When faced with an equation involving square roots, the first step is to isolate one of the square root terms. This simplifies the equation and makes it easier to solve. For example, if we start with the equation \( \sqrt{2x - 4} - \sqrt{3x + 4} = -2 \), the goal is to have one square root by itself on one side of the equation. This can be achieved by rearranging terms, as such:

• Move one square root to the other side of the equation.
• For the equation, this looks like: \( \sqrt{2x - 4} = \sqrt{3x + 4} - 2 \).

By isolating the square root, we simplify our operations, making it easier to proceed with further algebraic manipulations. This is a crucial first step when solving these types of equations.

Squaring both sides of an equation is a common technique used to eliminate square roots. Once you've isolated a square root, the next step is to square each side. This "undoes" the square root and allows you to work with a polynomial instead. Consider the isolated equation \( \sqrt{2x - 4} = \sqrt{3x + 4} - 2 \):

• Square both sides to eliminate the square root: \( (\sqrt{2x - 4})^2 = (\sqrt{3x + 4} - 2)^2 \).
• This results in: \( 2x - 4 = 3x + 4 - 4\sqrt{3x + 4} + 4 \).

Squaring ensures that you are left with terms that can be simplified further, leading to the eventual solution of the equation. Note that after squaring both sides, further squaring might be necessary if not all roots are cleared immediately.
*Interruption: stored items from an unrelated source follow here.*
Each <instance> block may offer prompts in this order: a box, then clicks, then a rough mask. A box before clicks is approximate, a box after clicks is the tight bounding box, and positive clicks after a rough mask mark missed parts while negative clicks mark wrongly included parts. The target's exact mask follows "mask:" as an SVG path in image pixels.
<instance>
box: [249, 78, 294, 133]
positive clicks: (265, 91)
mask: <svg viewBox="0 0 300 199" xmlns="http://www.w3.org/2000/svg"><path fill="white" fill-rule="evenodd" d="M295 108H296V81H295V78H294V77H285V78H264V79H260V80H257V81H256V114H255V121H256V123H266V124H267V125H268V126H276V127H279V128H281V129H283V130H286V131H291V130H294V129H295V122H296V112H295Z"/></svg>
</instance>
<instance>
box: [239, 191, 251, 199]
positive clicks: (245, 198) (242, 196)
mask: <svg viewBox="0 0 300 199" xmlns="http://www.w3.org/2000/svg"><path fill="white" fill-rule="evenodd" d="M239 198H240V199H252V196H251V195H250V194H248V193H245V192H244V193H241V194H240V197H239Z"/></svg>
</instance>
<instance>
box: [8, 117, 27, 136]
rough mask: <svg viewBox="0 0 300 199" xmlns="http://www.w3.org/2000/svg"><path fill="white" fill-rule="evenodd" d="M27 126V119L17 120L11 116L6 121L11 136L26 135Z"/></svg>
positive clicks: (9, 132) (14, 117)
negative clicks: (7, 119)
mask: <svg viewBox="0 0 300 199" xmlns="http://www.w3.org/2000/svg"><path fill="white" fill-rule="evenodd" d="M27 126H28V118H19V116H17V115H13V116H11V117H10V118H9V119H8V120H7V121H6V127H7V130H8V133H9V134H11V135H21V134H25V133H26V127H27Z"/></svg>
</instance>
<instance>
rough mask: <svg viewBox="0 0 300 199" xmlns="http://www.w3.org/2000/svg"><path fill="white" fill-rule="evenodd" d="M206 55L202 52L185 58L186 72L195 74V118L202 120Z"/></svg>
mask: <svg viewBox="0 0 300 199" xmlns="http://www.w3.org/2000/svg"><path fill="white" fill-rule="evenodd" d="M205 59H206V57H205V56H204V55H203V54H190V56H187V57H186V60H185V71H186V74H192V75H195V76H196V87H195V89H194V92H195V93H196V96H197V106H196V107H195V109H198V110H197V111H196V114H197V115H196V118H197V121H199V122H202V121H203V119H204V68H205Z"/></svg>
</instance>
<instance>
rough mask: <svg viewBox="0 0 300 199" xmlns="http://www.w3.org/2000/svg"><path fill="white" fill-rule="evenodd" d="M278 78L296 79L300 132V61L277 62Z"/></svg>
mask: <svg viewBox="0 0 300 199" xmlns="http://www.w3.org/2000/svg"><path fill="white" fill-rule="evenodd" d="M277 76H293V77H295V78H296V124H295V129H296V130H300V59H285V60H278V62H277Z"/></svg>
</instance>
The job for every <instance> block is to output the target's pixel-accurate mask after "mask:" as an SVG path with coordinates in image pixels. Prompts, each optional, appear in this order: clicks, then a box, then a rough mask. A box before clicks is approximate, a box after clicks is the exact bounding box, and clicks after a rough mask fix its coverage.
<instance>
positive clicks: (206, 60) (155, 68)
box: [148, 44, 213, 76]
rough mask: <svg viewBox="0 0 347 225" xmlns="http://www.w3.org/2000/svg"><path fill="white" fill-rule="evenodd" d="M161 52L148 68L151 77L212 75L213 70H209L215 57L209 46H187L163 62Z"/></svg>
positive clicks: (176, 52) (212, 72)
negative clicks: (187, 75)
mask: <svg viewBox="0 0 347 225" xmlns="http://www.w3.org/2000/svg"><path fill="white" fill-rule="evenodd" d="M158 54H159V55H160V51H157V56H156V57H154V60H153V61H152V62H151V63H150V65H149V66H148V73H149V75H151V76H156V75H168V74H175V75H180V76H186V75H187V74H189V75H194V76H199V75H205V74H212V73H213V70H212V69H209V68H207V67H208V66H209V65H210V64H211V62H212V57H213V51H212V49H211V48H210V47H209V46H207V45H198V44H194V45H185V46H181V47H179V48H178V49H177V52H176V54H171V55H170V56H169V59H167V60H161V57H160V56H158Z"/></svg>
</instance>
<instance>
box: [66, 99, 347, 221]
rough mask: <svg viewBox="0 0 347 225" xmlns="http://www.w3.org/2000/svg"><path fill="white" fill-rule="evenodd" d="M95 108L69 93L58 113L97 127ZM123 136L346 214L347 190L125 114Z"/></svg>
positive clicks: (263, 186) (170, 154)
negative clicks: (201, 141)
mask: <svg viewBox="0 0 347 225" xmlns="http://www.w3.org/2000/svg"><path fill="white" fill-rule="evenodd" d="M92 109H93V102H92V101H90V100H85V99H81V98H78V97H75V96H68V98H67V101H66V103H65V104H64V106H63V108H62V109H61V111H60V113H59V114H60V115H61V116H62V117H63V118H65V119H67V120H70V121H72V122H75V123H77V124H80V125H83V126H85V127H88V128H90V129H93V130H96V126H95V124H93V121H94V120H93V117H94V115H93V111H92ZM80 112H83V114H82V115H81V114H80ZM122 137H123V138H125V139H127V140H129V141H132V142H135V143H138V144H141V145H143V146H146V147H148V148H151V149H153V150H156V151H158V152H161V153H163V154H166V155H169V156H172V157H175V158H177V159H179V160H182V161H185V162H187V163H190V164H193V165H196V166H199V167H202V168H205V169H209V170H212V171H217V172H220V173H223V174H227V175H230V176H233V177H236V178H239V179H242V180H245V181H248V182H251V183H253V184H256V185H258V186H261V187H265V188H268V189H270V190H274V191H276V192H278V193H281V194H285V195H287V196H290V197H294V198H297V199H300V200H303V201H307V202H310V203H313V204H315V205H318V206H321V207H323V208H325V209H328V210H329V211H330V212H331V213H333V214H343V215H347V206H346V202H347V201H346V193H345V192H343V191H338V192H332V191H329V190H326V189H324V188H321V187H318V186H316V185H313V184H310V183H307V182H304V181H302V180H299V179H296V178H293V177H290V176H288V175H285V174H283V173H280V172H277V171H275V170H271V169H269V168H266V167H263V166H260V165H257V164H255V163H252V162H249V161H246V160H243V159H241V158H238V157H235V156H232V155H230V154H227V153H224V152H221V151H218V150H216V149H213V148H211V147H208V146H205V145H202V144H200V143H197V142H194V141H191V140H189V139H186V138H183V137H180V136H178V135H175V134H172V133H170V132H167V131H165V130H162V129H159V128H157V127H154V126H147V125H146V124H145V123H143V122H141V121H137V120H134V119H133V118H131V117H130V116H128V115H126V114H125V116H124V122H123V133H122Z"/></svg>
Once the equation is freed of square roots and simplified, it often results in a quadratic equation. The quadratic formula is a powerful tool for finding the roots of any quadratic equation in the standard form \( ax^2 + bx + c = 0 \). Here's how it's applied:

• Identify coefficients \( a \), \( b \), and \( c \).
• Plug these into the quadratic formula: \( x = \frac{-b \pm \sqrt{b^2 - 4ac}}{2a} \).

In this problem, the quadratic equation is \( x^2 - 24x + 80 = 0 \), so:

• \( a = 1 \), \( b = -24 \), and \( c = 80 \).
• Find the discriminant, \( \sqrt{576 - 320} = 16 \).
• The solutions are \( x = \frac{24 \pm 16}{2} \), leading to \( x = 20 \) and \( x = 4 \).

The quadratic formula provides an efficient approach to determine potential solutions once the quadratic expression is set up.

Verifying solutions is the final crucial step in making sure that the roots found satisfy the original equation. This step helps identify extraneous roots, which are solutions that might arise during the squaring process but do not actually solve the original equation.

• Substitute each solution back into the original equation to check validity.
• For \( x = 20 \), substitution gives: \( \sqrt{2 \times 20 - 4} - \sqrt{3 \times 20 + 4} = -2 \).
• Calculate: \( \sqrt{40 - 4} - \sqrt{60 + 4} = 6 - 8 = -2 \).
• For \( x = 4 \), substitution gives: \( \sqrt{2 \times 4 - 4} - \sqrt{3 \times 4 + 4} = -2 \).
• Calculate: \( \sqrt{8 - 4} - \sqrt{12 + 4} = 2 - 4 = -2 \).

Both solutions satisfy the original equation, verifying that they are correct. Always ensure to verify your solutions, especially when dealing with square roots, as extraneous roots can often occur.